[Berlinale 2015] Knight of cups, la recensione
Logica prosecuzione dei due film precedenti Knight of cups allarga il discorso alla ricerca della spiritualità e all'insoddisfazione personale. Cinema unico
Lo stile di Malick è mutato molto nei 20 anni di iato creativo, quando è tornato con La sottile linea rossa non era più quello di I giorni del cielo, era più radicale nella maniera in cui racconta le sue storie. Già nei primi due film dal ritorno ha cominciato a raccontare sempre meno e con gli ultimi tre lungometraggi, realizzati a breve distanza gli uni dagli altri (considerati i suoi tempi), è arrivato a distruggere il racconto canonico.
Ci sono delle opposizioni logiche in queste "storie": la grazia e la bestialità di The tree of life; la passione e l'amore di To the wonder; il desiderio di essere qualcosa di diverso, di più e la difficoltà nel mettere in pratica tali propositi in Knight of cups. L'aspirazione dell'attore Christian Bale è quella di staccarsi dalla superficialità della quale si è ampiamente stufato e che vive come una cappa, ci prova con diverse storie d'amore, ma le diverse donne della sua vita sono tutti tentativi di migliorare che falliscono. La ragazza, Imogen Poots, l'infermiera adulta e più matura (intellettualmente) di lui, Cate Blanchett, la delicata donna di un altro, Natalie Portman, e poi alla fine una bionda eterea che non vediamo mai bene in volto.
Alla stessa maniera il repertorio visivo che Malick mette in piedi per questo film, sempre assieme al direttore della fotografia che lo segue da The new world - Il nuovo mondo, Emmanuel Lubetzki, prosegue il lavoro dei precedenti. Ad essere fuse sono da una parte la maniera incredibile in cui già in The tree of life la luce del sole sembrava la sola protagonista e il resto degli elementi inquadrati (esseri umani inclusi) puro arredamento per il suo esistere (c'è mai stato qualcuno così in grado di filmare la luce? C'è mai stato un simile Edward Hopper del cinema?), e dall'altra le romanticherie da spiaggia di To the wonder, il ruolo delle distese d'acqua virate sul blu assieme alle camminate dei protagonisti.

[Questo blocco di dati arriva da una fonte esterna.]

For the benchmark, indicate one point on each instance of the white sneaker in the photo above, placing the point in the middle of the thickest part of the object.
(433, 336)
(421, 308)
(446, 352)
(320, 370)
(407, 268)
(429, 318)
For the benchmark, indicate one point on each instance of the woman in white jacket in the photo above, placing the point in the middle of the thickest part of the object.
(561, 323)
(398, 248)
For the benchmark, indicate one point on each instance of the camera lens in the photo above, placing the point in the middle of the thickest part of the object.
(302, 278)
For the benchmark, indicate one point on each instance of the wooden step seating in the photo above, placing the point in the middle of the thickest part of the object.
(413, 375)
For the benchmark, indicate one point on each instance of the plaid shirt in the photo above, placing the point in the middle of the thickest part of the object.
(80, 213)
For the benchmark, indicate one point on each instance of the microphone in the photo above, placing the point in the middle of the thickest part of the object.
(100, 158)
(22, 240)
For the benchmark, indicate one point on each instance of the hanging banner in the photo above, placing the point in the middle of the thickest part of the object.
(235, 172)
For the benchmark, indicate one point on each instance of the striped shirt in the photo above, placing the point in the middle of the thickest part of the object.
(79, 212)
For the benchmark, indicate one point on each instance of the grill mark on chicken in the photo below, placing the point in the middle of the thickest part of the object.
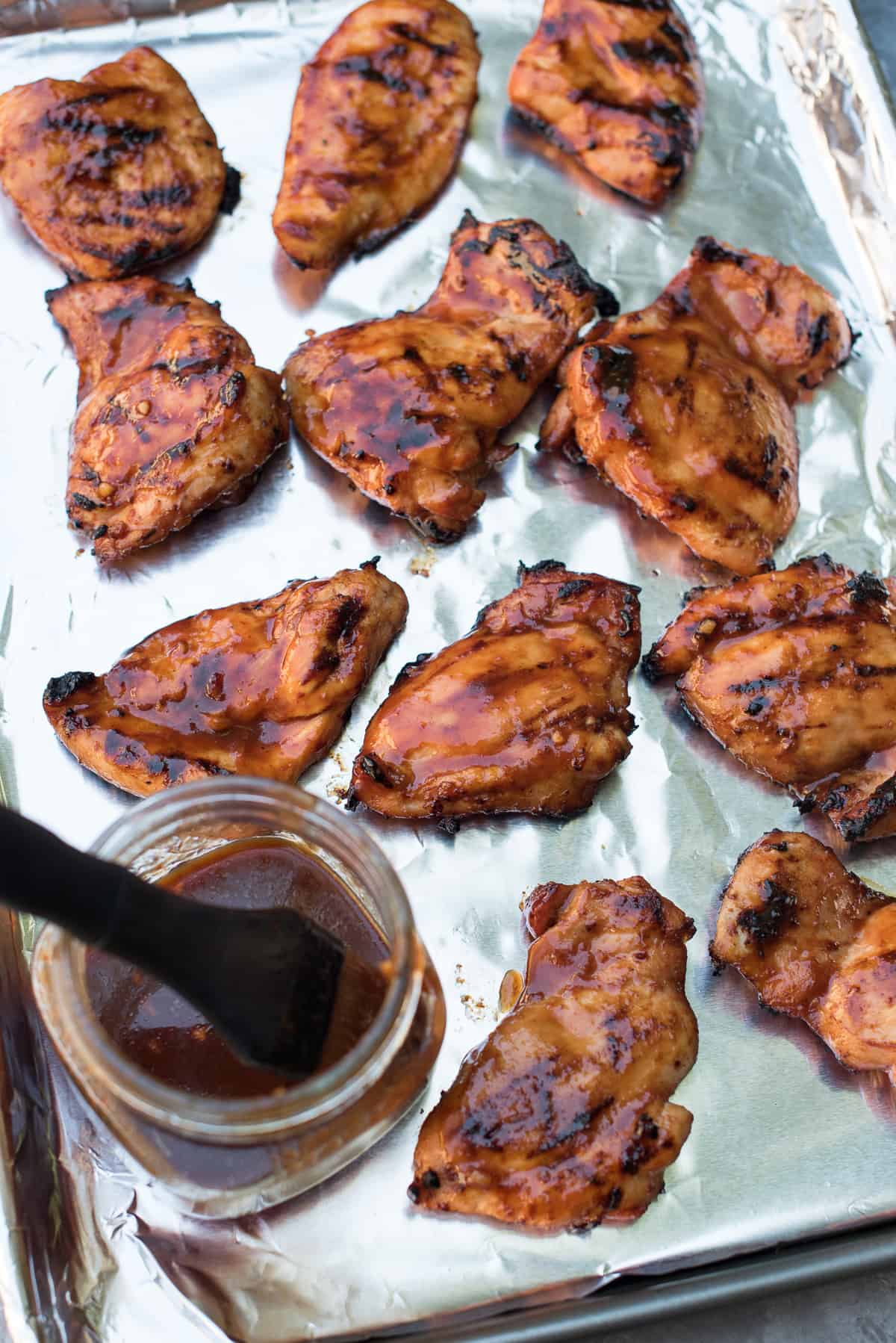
(411, 407)
(815, 944)
(260, 688)
(687, 406)
(117, 178)
(620, 92)
(378, 126)
(561, 1117)
(813, 703)
(528, 712)
(172, 417)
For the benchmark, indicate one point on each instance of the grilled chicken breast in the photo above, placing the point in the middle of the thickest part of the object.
(815, 943)
(260, 688)
(411, 407)
(526, 713)
(687, 406)
(114, 173)
(378, 126)
(794, 673)
(561, 1119)
(173, 414)
(617, 84)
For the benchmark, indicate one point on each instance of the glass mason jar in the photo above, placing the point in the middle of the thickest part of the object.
(225, 1156)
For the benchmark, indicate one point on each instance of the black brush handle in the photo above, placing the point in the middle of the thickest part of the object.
(267, 978)
(99, 902)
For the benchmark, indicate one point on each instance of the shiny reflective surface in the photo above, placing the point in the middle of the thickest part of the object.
(561, 1119)
(795, 163)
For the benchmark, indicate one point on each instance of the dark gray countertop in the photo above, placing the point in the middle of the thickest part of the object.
(879, 18)
(860, 1309)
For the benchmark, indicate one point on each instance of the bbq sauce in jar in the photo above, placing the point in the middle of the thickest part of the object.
(169, 1038)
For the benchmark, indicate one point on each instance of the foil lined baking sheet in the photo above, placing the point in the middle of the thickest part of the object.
(798, 160)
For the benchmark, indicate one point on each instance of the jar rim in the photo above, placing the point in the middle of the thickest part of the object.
(60, 970)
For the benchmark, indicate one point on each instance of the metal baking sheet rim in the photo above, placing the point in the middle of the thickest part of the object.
(30, 1263)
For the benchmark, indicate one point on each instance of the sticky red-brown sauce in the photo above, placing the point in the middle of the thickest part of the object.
(163, 1033)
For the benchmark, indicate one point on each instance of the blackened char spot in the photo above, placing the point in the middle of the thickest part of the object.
(408, 669)
(648, 52)
(371, 766)
(438, 49)
(233, 190)
(768, 922)
(364, 67)
(233, 388)
(576, 279)
(818, 333)
(346, 618)
(883, 801)
(707, 249)
(541, 567)
(60, 686)
(612, 371)
(867, 587)
(573, 589)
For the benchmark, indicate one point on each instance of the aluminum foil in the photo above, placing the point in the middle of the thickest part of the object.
(798, 160)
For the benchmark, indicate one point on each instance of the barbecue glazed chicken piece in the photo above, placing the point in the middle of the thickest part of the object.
(526, 713)
(117, 173)
(815, 943)
(687, 406)
(378, 126)
(411, 407)
(173, 414)
(794, 673)
(261, 688)
(617, 85)
(561, 1119)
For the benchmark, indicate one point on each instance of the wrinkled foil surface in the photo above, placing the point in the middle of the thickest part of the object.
(798, 160)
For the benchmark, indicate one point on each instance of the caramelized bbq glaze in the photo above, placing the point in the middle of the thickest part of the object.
(815, 943)
(687, 406)
(411, 407)
(260, 688)
(526, 713)
(173, 414)
(116, 173)
(168, 1038)
(793, 672)
(378, 125)
(561, 1117)
(617, 84)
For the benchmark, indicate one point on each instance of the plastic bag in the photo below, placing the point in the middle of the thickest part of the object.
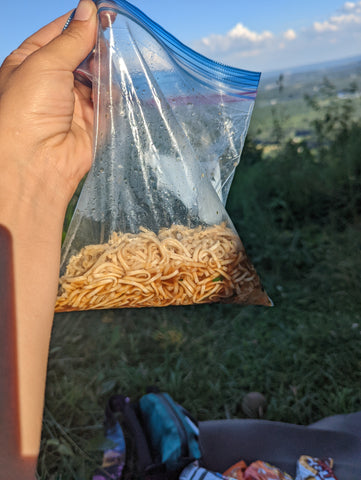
(150, 227)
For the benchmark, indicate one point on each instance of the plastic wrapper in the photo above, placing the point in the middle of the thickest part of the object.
(264, 471)
(150, 227)
(311, 468)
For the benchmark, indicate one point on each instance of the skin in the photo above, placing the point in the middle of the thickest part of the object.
(46, 128)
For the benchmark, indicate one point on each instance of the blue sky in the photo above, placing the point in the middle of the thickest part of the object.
(259, 35)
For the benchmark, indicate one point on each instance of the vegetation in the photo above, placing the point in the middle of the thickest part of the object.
(297, 208)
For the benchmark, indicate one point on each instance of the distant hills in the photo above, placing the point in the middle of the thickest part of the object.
(317, 67)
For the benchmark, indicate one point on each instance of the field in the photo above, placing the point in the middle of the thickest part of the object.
(296, 203)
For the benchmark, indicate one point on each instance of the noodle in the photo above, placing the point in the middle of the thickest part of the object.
(179, 266)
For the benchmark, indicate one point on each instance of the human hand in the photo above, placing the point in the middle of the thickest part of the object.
(45, 117)
(45, 149)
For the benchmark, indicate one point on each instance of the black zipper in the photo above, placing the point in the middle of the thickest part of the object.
(179, 424)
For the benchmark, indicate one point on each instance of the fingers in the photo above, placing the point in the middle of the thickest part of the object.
(33, 43)
(66, 51)
(59, 50)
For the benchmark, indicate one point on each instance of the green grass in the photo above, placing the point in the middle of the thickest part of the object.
(299, 216)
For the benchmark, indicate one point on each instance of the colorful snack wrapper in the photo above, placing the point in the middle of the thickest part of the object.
(236, 471)
(113, 456)
(310, 468)
(264, 471)
(193, 472)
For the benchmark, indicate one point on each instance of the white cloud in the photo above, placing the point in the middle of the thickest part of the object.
(325, 26)
(334, 37)
(240, 31)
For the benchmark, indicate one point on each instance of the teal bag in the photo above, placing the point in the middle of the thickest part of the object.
(172, 434)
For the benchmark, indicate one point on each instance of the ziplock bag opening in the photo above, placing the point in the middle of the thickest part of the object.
(150, 227)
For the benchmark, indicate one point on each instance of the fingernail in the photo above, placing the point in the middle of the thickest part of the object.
(83, 11)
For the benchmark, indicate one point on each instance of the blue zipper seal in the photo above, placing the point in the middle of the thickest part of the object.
(245, 81)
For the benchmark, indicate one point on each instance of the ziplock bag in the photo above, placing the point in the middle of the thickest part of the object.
(150, 227)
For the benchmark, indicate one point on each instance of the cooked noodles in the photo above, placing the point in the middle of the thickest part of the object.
(177, 266)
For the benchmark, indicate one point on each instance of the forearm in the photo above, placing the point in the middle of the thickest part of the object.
(35, 225)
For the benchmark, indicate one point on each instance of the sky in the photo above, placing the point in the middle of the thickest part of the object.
(260, 35)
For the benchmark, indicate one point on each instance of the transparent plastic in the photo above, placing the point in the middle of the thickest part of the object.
(150, 227)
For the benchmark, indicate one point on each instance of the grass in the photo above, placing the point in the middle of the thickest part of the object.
(299, 216)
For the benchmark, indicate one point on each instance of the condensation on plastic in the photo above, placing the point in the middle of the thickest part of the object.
(169, 129)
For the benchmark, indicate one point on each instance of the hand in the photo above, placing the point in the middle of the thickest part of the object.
(45, 118)
(45, 149)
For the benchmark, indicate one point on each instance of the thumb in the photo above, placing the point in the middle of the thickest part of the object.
(69, 49)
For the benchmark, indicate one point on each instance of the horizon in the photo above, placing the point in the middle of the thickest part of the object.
(281, 37)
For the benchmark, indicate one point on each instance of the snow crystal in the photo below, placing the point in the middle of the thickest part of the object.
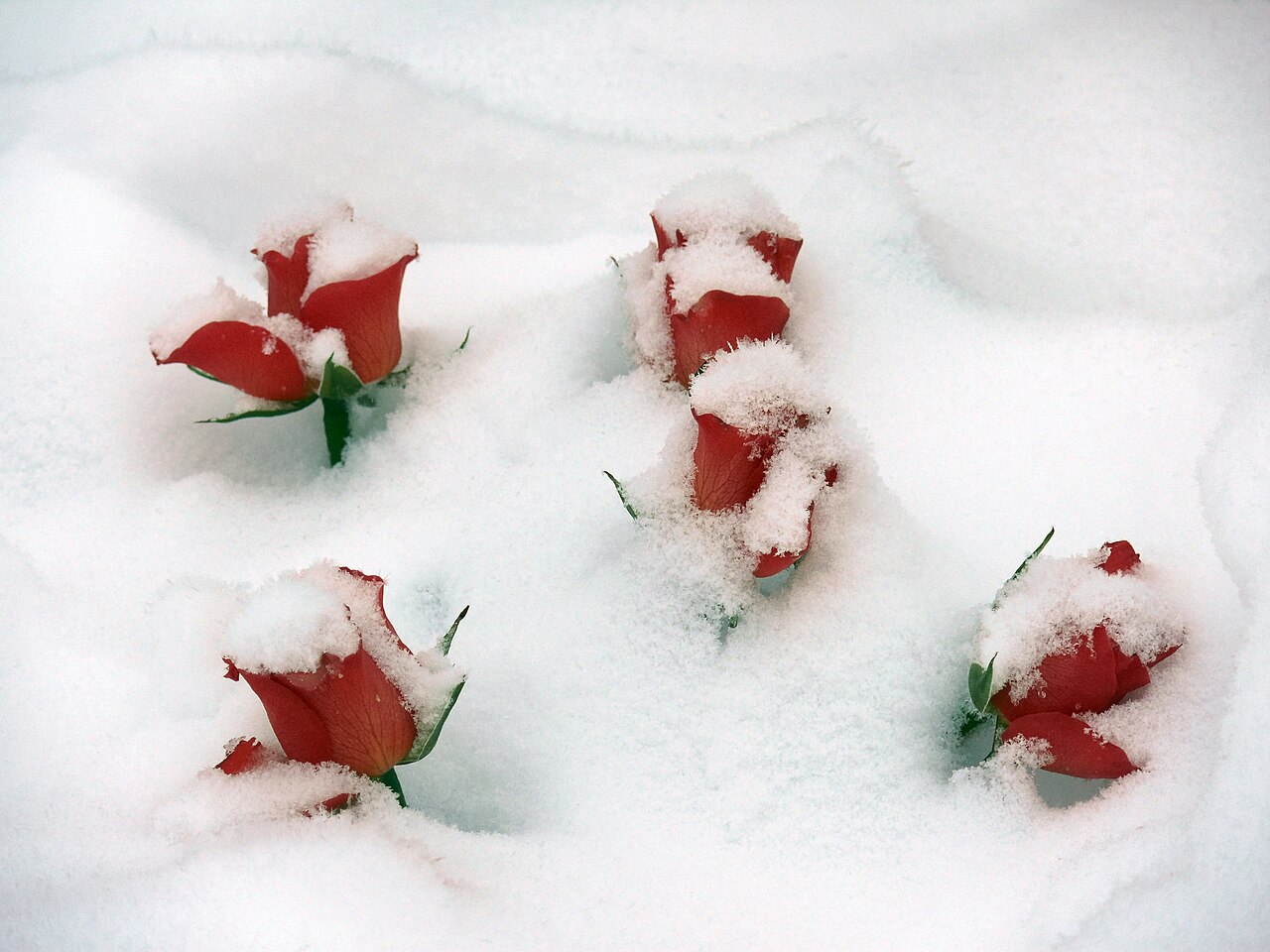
(221, 303)
(282, 232)
(290, 624)
(1056, 598)
(716, 263)
(758, 388)
(349, 250)
(726, 203)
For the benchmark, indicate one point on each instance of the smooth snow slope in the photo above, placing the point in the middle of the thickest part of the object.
(1037, 273)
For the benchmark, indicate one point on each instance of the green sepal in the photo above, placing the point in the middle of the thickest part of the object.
(398, 379)
(295, 407)
(422, 749)
(1023, 567)
(980, 685)
(338, 382)
(447, 639)
(204, 375)
(389, 779)
(621, 494)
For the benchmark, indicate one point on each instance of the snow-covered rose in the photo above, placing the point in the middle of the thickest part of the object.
(333, 291)
(1087, 670)
(334, 678)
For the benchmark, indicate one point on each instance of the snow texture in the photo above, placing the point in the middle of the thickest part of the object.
(1035, 275)
(1055, 599)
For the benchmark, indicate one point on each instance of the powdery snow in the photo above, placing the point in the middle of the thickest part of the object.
(1035, 277)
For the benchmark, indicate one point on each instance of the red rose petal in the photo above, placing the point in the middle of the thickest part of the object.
(248, 754)
(1130, 673)
(721, 320)
(366, 311)
(1070, 683)
(1078, 751)
(289, 277)
(780, 253)
(1120, 558)
(1162, 655)
(245, 357)
(365, 716)
(729, 463)
(299, 726)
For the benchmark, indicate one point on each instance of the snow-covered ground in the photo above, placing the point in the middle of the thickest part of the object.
(1035, 275)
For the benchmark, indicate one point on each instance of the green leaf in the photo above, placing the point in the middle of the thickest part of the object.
(621, 494)
(334, 420)
(449, 635)
(398, 379)
(338, 382)
(1023, 567)
(422, 751)
(268, 412)
(980, 685)
(389, 779)
(204, 375)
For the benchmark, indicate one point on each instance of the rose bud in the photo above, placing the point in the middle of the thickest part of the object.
(333, 293)
(762, 448)
(1083, 661)
(248, 754)
(717, 275)
(334, 678)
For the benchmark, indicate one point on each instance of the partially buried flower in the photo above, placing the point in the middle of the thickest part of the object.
(249, 756)
(335, 680)
(762, 448)
(1103, 639)
(717, 275)
(333, 294)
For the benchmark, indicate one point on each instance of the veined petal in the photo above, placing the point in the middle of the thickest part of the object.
(287, 277)
(367, 721)
(1076, 748)
(1082, 679)
(245, 357)
(729, 463)
(366, 311)
(721, 320)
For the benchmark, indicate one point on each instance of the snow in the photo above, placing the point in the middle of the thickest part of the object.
(721, 203)
(757, 388)
(1034, 275)
(350, 250)
(1057, 598)
(289, 625)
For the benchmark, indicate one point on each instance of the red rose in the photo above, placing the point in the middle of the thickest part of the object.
(262, 359)
(720, 318)
(1087, 675)
(729, 466)
(352, 710)
(249, 754)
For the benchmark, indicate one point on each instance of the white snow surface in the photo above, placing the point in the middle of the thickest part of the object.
(1034, 273)
(724, 202)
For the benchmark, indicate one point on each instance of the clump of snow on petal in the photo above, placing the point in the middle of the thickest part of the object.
(312, 348)
(1039, 612)
(282, 232)
(221, 303)
(645, 301)
(724, 202)
(426, 678)
(717, 262)
(776, 517)
(350, 250)
(758, 388)
(289, 624)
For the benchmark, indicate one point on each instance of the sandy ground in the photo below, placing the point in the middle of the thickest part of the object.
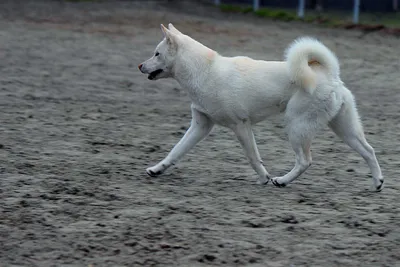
(79, 124)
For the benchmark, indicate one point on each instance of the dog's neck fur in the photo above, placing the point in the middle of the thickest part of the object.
(194, 61)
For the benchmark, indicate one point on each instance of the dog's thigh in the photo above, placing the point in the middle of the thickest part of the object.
(348, 127)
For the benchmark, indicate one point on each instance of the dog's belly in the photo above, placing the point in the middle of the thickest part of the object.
(230, 113)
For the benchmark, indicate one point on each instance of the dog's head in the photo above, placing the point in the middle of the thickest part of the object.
(161, 64)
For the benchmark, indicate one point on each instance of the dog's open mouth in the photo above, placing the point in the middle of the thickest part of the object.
(153, 74)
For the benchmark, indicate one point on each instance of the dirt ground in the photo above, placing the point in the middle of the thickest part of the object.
(79, 124)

In più c'è Los Angeles, non più luoghi naturali ma la città, l'asfalto delle sue superstrade, il terrore dei terremoti, la lussuria delle feste e le tentazioni della metropoli che oscura quello che sarebbe stato un paesaggio naturale ("Che tutto sia possibile lo si capisce dalle palme" viene detto ad un certo punto).
È un cinema molto complesso e di un'ambizione sconfinata, quasi commovente nel suo voler realmente tentare di colmare lo spazio che esiste tra ogni singolo spettatore e la sua spiritualità, l'affermazione dell'evidente esistenza di qualcosa di più del terreno, a cui Malick crede o semplicemente si rifiuta di non credere.
Contrariamente a To the wonder, ma in maniera minore rispetto a The tree of life, stavolta dal grandissimo lavoro di montaggio (come sempre portato avanti dal regista e una squadra di montatori) emerge qualcosa di più che sole suggestioni. Il muto personaggio di Bale che guarda le donne della sua vita muoversi intorno a lui mentre cerca una vita migliore, magari con loro, è il condimento di una serie di paesaggi (in interno come in esterno) che centrano più volte la ricerca del trascendentale nella nostra realtà materiale. Se la spiritualità non alberga dentro di noi, di sicuro è fuori, nel resto del mondo che ci circonda. O per lo meno in quell'incredibile luce.